Fighting corruption with bumper stickers and public toilets: ambient accountability by Dieter Zinnbauer in Space for Transparency

One of our most simple ways of doing this is to make them more aware of their rights: in the very place where those rights are most likely to be abused.Take for inspiration this passenger bill of rights, displayed literally right in your face at the backrest of the driver’s seat in New York taxis. Imagine how much more effectively you can claim your rights and how much more hesitant a corrupt driver will be to try to take advantage of you, even if you are not from New York and have no idea how this place works.

Avon Warns of Further Firings Amid FCPA Probe by Samuel Rubenfield in WSJ.com’s Corruption Currents

Avon Products Inc. said it may have to fire more people as it continues its internal probe into allegations of foreign bribery….Many top Avon executives, including a group vice president and a vice chairman, have resigned or been fired in the past few years amid the bribery probe.

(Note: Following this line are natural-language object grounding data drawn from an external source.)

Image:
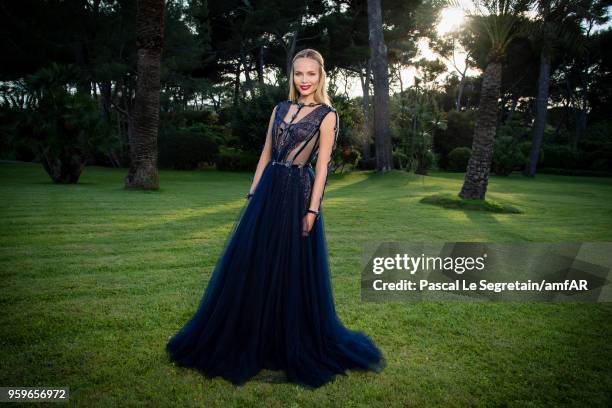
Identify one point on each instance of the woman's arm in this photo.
(266, 154)
(327, 141)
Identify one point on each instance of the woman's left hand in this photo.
(307, 223)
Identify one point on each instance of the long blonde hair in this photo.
(320, 95)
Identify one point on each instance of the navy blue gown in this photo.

Principles-Based Compliance Isn’t Supposed to Be Easy by Matt Kelly in Compliance Week

That compliance executive is correct: the right to be forgotten is entirely impractical in modern business, and contradicts many other rules we already place on businesses for good reason, such as maintaining records to enforce contracts, audit finances, or protect public security. If compliance officers ever wanted to point to a regulation that shows no understanding of business, the right to be forgotten would be a great one.

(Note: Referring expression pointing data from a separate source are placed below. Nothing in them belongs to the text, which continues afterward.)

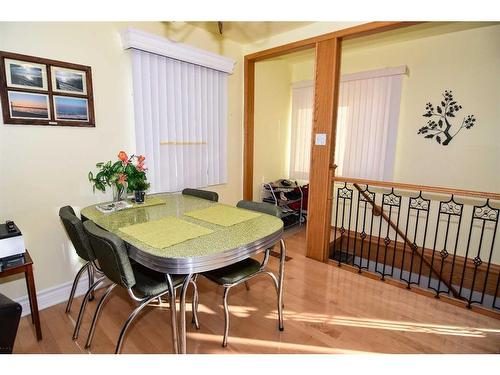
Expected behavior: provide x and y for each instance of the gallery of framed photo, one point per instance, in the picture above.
(38, 91)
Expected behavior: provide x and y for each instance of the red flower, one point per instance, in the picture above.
(122, 178)
(123, 156)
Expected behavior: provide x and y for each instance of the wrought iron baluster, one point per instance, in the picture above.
(336, 225)
(395, 243)
(343, 193)
(489, 260)
(496, 293)
(356, 237)
(362, 235)
(408, 282)
(425, 206)
(392, 201)
(486, 214)
(349, 230)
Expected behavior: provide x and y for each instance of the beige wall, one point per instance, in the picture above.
(465, 61)
(271, 123)
(44, 168)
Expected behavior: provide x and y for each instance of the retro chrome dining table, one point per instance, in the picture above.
(222, 247)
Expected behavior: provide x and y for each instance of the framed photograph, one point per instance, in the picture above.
(26, 75)
(39, 91)
(68, 81)
(68, 108)
(24, 105)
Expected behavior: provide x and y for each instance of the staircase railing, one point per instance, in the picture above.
(435, 238)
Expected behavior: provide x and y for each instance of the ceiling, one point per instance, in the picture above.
(249, 32)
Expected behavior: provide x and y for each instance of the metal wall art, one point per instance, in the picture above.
(439, 126)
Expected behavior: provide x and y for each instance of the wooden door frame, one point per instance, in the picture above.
(328, 56)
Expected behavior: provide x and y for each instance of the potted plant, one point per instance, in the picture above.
(128, 174)
(140, 188)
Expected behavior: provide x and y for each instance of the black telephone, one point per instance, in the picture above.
(11, 227)
(286, 182)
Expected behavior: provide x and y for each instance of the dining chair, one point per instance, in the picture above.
(203, 194)
(76, 234)
(143, 285)
(242, 271)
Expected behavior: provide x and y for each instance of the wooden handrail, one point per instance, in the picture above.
(413, 248)
(423, 188)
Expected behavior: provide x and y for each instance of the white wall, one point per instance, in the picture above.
(43, 168)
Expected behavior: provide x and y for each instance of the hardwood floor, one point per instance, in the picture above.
(327, 310)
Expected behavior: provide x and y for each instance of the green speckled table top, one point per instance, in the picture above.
(222, 239)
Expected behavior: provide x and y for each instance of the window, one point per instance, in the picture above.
(367, 121)
(180, 106)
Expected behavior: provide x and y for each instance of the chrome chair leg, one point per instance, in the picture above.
(173, 314)
(91, 274)
(194, 304)
(226, 316)
(75, 284)
(129, 320)
(96, 315)
(84, 304)
(182, 335)
(280, 284)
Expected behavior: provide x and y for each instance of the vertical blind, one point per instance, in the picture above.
(180, 121)
(367, 119)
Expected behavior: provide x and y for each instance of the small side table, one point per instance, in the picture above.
(26, 267)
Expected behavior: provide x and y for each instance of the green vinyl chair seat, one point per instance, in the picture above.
(149, 282)
(203, 194)
(74, 229)
(233, 273)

The Thirteen Dirty Secrets That A Fraudster Does Not Want You To Know? by Joshua Horn in Securities Compliance Sentinel

The late great comedian, George Carlin, was made famous by his routine, “The Seven Dirty Words You Can Never Say On Televisions”. Likewise, fraudsters do not want compliance personnel to ever mention the 13 common dirty traits that may uncover a fraud.

Two Actions Against Investment Advisers by Thomas O. Gorman in SEC Actions

The Commission filed two settled administrative proceedings this week against investment advisers. Each centered on the disclosures made to clients. One involved advertisements while the other involved the fees charged.

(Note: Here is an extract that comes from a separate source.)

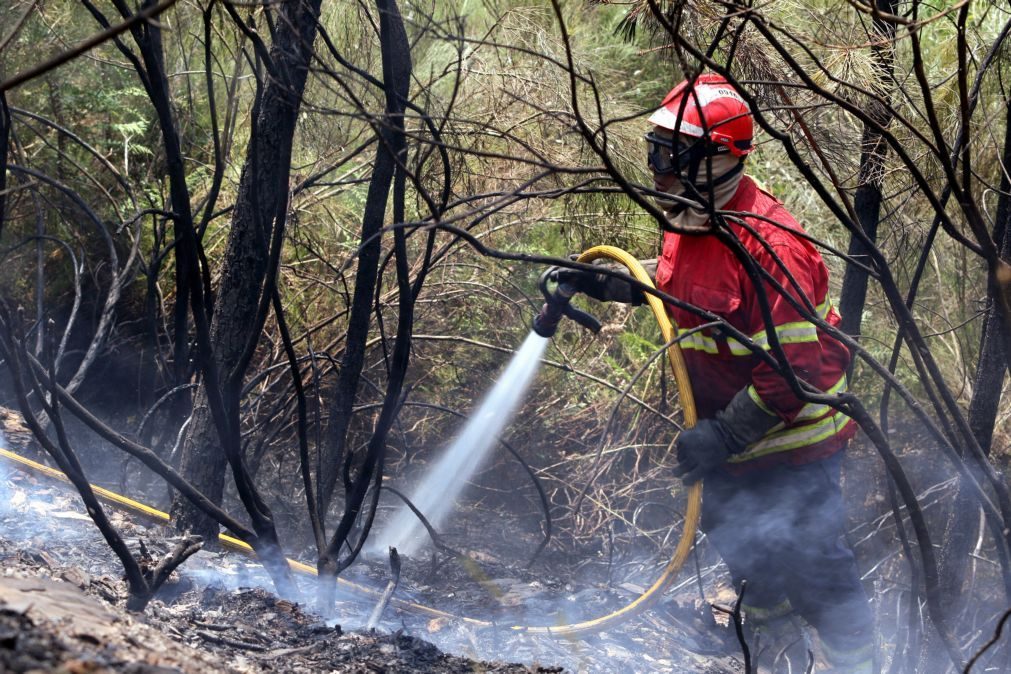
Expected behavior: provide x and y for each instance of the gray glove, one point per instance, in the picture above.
(706, 447)
(603, 287)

Since the early 1990s the advertisements for the bond program have claimed that it has had “no down years” since it’s the inception….In 2005 BTS learned that about half of its clients would have had a down year in 2004 with losses of up to 3.3% following the buy/sell signals. The fact that a significant percentage of its clients likely would have had results which materially varied from the “no down year” claim made the advertisements false and misleading, violating Advisers Act Section 206(4), according to the Order.

The second named as Respondents Tilden Louchs & Woodnorth, LLC, Woodnorth, LLC, LaSalle St. Securities, LLC and Ralph Loucks….Beginning in late October 2007, and continuing until early 2012, Tilden charged client commissions that exceeded the fees it paid LaSalle to execute trades. The higher commissions represented undisclosed compensation for Tilden and Mr. Loucks. Under this arrangement clients paid on average $143.77 per trade, according to the Order. At the same time Tilden paid LaSalle an average of $37.47 to execute the trades. The excess went to Tilden. The arrangement was not disclosed. To the contrary, the Forms ADV told clients they were getting a discount. Tilden had over $186,000 in undisclosed compensation, shared by Mr. Loucks. The Order alleges violations of Advisers Act Section 206(2) and 207.

Exchange got black eye from going dark: Arthur Levitt in Investment News

“People look to the New York Stock Exchange (NYX) as being the symbol of American capitalism, and to see the exchange go down for two days without an adequate backup plan is very, very unfortunate,” Levitt said on a Bloomberg Radio interview. “To see the New York Stock Exchange crippled is a body blow that will really shake the image of that institution for a long time to come.”